Robert WrightIn The Great Recession of 2008 and the Sordid Historiography of the Great Depression, an article just published on the History News Network, Robert E. Wright, editor of Bailouts: Public Money, Profit, argues that policymakers’ and scholars’ misinterpretations of the Great Depression have led to bad choices in responding to economic crises.

More precisely, scholars have “present[ed] the public and policymakers with two contrasting views of the Depression, one that blames markets and another that points an accusing finger at the government.” In addressing the current economic crisis, Wright suggests that the “bipolar view” of the Depression, has led to a:

hodgepodge of policies, many slathered with pork, instead of policies based on a reasoned analysis of causes and cures. The U.S. economy has begun to recover, but no sooner or faster than it might have with a much smaller but more carefully focused intervention. The cost of dodging dodgy claims of an impending repeat of the Depression is itself depressing: the federal budget deficit and national debt have greatly deteriorated, fear of a bout of 1970s-style inflation or worse is growing, and the moral hazard created by the bailouts and another long period of low interest rates seem destined to puff up yet another volatile asset bubble. The bailouts got us out of the woods but perhaps by beckoning us into a much larger and more menacing forest.

Wright believes that neither markets not government is to blame but the ways in which they interact and their entanglements. Understanding this and pursuing a more balanced approach to the crisis of 2008 “would have been more measured and precise.” Wright concludes:

Some intervention was needed to shore up bank balance sheets and prevent a deadly decline of the money supply.
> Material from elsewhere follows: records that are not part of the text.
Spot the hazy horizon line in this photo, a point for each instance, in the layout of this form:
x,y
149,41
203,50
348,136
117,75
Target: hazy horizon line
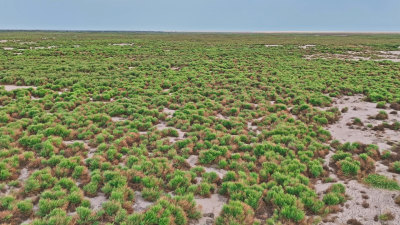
x,y
211,31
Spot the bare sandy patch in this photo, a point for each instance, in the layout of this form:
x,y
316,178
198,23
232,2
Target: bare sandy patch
x,y
96,202
210,208
140,204
357,108
306,46
380,201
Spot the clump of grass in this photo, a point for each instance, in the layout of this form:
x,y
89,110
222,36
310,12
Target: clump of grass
x,y
380,181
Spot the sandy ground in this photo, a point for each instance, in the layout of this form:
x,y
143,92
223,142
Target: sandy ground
x,y
379,201
393,56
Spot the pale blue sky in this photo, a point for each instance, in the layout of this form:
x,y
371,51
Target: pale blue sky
x,y
202,15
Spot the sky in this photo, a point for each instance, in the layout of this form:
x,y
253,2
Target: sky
x,y
202,15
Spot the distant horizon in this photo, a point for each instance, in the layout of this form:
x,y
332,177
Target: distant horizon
x,y
251,16
237,32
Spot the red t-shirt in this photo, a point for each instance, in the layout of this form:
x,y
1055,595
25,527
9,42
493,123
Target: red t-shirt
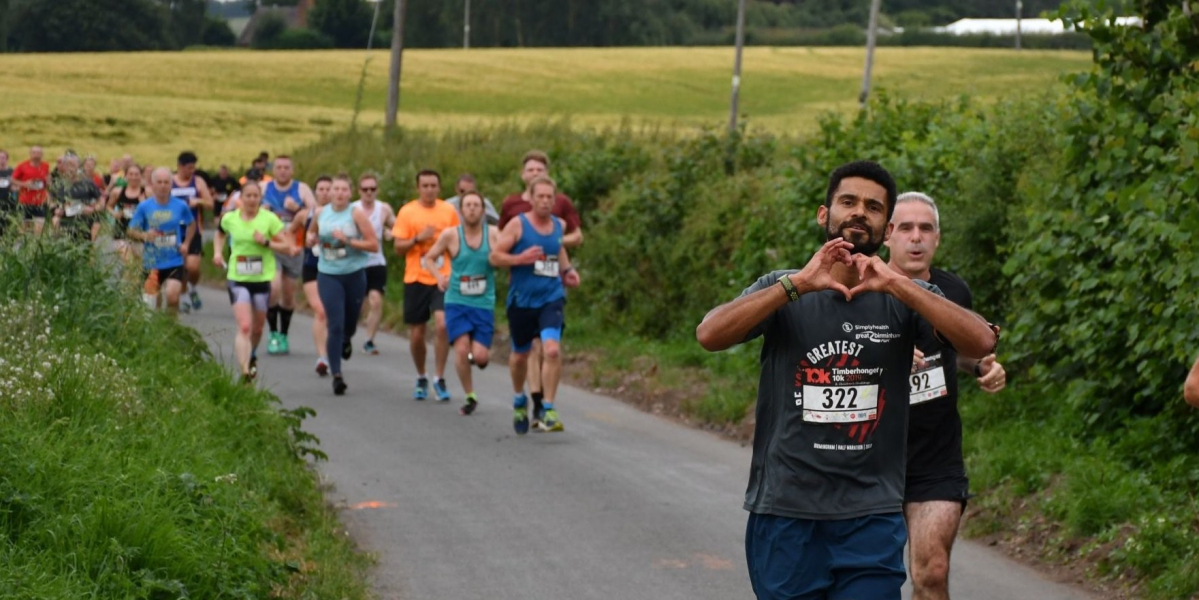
x,y
562,209
26,172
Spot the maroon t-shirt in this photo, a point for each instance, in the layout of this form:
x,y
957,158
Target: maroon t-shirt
x,y
562,209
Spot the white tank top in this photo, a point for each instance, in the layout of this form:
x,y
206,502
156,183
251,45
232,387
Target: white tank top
x,y
374,258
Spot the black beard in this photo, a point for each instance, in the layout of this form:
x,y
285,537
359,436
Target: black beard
x,y
869,247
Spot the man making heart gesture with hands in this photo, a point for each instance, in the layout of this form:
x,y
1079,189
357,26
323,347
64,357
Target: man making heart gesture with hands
x,y
826,479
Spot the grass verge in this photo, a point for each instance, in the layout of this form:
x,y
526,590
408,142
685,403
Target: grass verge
x,y
131,466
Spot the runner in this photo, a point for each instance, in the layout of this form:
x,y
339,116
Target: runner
x,y
284,197
255,237
536,165
7,193
32,179
826,478
193,191
417,227
465,185
166,226
311,261
77,202
345,239
531,245
470,289
383,219
938,489
122,202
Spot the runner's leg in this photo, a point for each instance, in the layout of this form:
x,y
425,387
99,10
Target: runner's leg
x,y
932,528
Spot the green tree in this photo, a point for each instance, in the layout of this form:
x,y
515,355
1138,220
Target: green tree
x,y
345,22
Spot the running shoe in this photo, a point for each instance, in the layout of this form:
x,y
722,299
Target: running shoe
x,y
443,393
550,421
520,421
469,407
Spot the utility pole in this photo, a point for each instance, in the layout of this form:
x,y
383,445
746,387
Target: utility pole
x,y
1019,9
871,39
736,66
397,53
465,28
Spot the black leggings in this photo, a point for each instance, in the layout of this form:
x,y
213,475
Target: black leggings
x,y
342,297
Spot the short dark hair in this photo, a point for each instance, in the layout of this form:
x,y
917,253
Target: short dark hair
x,y
865,169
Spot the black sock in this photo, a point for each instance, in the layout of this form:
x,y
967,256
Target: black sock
x,y
285,319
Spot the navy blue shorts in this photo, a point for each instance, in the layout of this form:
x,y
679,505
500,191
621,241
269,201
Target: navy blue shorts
x,y
844,559
525,324
477,323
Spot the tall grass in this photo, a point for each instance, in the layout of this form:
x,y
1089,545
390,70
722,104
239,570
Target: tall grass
x,y
131,466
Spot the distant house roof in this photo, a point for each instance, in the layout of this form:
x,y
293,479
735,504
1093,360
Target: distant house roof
x,y
1007,27
294,16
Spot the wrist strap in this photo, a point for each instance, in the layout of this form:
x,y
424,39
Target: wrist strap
x,y
791,293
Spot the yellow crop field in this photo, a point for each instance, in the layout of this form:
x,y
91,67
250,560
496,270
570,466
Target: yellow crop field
x,y
228,105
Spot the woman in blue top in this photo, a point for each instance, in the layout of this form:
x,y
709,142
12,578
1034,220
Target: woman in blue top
x,y
341,237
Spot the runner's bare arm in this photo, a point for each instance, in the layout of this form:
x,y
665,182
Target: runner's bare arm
x,y
368,243
1191,391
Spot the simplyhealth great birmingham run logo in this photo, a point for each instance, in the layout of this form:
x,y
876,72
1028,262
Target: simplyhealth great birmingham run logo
x,y
877,334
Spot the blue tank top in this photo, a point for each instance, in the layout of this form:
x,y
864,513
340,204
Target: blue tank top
x,y
336,257
537,285
276,199
471,275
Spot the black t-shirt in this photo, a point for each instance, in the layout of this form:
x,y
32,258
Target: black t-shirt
x,y
934,437
831,435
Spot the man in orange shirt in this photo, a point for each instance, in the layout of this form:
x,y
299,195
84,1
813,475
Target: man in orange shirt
x,y
417,227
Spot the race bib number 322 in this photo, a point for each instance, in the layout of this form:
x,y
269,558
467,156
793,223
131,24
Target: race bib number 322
x,y
841,395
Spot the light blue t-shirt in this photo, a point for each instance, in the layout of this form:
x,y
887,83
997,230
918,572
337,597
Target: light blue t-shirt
x,y
172,220
337,257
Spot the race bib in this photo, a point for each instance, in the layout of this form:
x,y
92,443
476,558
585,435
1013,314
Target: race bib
x,y
929,382
248,267
841,395
167,240
473,285
333,253
546,268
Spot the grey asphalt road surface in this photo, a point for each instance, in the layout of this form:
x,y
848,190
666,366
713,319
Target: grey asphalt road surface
x,y
620,505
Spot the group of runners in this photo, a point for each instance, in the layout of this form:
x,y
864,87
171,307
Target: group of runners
x,y
276,234
857,442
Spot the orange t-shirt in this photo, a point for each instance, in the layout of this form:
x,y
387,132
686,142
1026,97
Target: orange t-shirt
x,y
411,220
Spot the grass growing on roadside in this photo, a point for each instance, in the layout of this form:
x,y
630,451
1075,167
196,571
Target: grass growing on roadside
x,y
131,466
227,106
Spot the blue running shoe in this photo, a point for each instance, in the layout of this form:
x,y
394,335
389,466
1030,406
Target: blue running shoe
x,y
520,421
443,393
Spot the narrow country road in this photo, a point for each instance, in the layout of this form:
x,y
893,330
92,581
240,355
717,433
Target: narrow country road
x,y
620,505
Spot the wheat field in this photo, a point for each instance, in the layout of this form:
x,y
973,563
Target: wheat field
x,y
229,105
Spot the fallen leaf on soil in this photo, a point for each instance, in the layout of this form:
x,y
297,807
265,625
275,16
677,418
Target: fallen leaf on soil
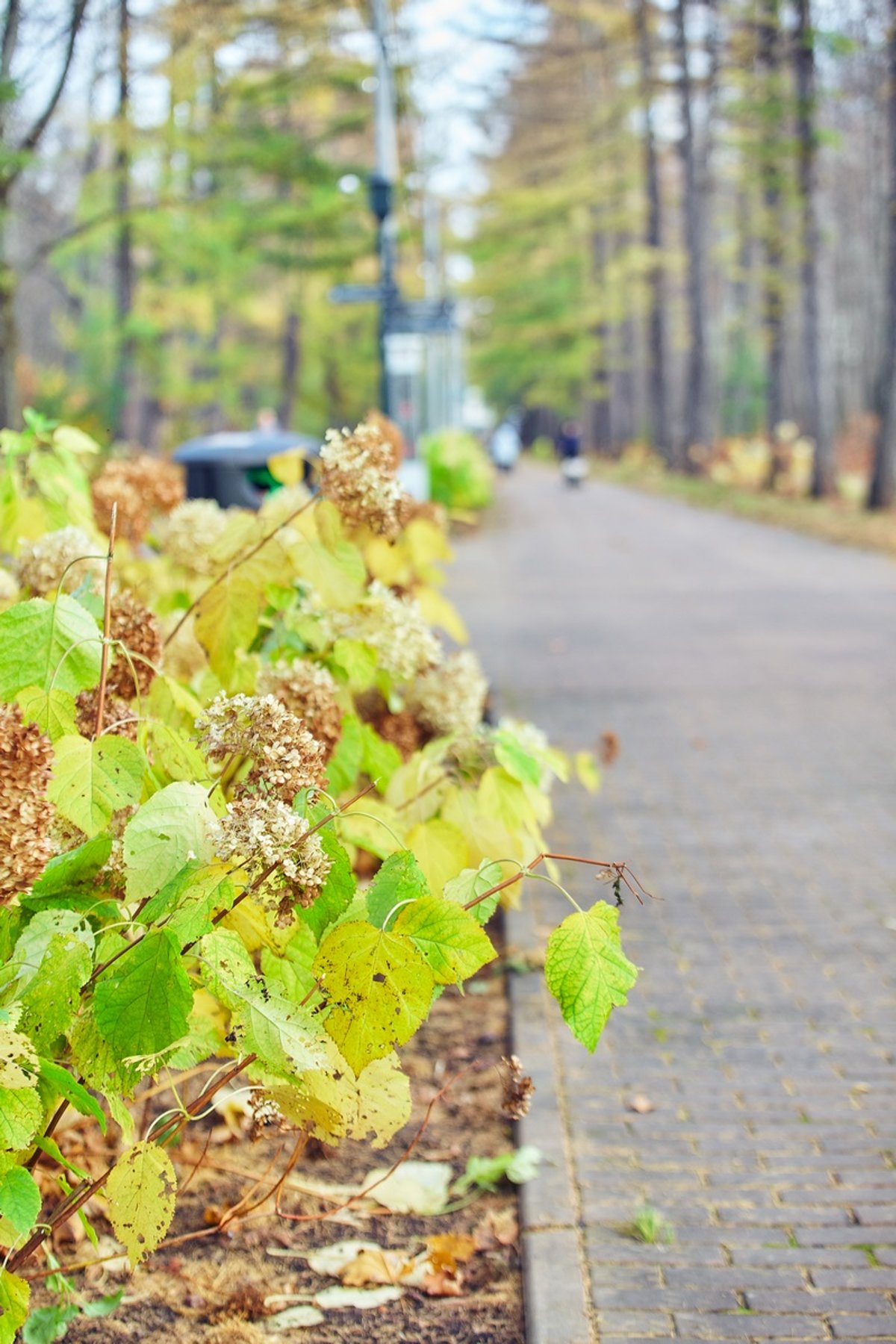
x,y
413,1189
293,1319
358,1297
448,1250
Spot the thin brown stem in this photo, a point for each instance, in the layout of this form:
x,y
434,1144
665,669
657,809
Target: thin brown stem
x,y
107,624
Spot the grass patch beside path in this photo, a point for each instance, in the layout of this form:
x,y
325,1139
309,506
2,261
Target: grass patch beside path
x,y
830,520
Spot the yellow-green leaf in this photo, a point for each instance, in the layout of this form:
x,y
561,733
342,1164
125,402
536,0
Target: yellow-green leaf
x,y
92,780
588,971
141,1191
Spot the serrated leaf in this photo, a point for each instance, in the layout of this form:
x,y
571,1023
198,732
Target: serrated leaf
x,y
282,1035
473,883
448,936
13,1305
92,780
73,868
344,765
20,1117
378,987
143,1001
53,712
588,972
49,644
141,1189
399,880
19,1199
440,848
337,892
65,1085
169,830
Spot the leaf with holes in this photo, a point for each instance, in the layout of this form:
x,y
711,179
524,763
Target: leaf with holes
x,y
141,1191
588,971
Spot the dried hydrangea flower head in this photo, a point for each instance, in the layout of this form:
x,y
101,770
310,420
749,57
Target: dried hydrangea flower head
x,y
358,475
26,759
137,629
285,756
42,564
140,487
308,691
191,531
450,699
260,833
393,625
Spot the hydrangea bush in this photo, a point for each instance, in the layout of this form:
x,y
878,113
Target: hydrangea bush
x,y
249,811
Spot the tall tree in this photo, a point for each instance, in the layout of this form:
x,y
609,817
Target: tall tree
x,y
883,485
660,435
822,480
696,420
16,147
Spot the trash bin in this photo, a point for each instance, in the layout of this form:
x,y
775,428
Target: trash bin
x,y
233,468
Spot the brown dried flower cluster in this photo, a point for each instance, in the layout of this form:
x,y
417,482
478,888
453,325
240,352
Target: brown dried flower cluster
x,y
119,718
261,833
26,757
517,1089
139,631
285,756
308,691
50,561
140,487
358,475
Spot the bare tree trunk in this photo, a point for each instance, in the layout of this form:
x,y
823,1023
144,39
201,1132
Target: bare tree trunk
x,y
883,484
656,334
696,418
773,299
822,480
122,390
289,382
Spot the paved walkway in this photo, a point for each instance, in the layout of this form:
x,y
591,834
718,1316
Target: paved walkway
x,y
750,675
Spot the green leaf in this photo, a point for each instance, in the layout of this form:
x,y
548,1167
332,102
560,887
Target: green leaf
x,y
20,1117
379,989
337,892
65,1085
399,880
588,972
53,712
169,830
143,1001
186,905
73,868
13,1305
92,780
379,759
141,1191
448,936
474,882
19,1199
49,644
344,765
282,1034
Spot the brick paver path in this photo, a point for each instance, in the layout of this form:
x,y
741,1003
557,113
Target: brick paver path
x,y
750,675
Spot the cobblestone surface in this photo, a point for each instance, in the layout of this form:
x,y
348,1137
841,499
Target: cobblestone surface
x,y
750,678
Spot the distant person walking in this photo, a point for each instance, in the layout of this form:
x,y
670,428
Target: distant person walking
x,y
505,447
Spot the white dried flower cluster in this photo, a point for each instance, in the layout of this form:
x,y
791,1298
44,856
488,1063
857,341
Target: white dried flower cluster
x,y
191,531
308,691
285,756
450,699
261,833
393,625
42,564
358,475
The dire pronouncements of government officials and the costly, scattergun approach to the bailout, however, ranged from unhelpful to outright counterproductive.

Complex events like financial crises have complex causes. With careful study and an eye to both market and government failures, those causes can be ascertained, explicated, and used to guide future financial system regulations and bailout policies. If and when we will learn those lessons, however, remains to be seen.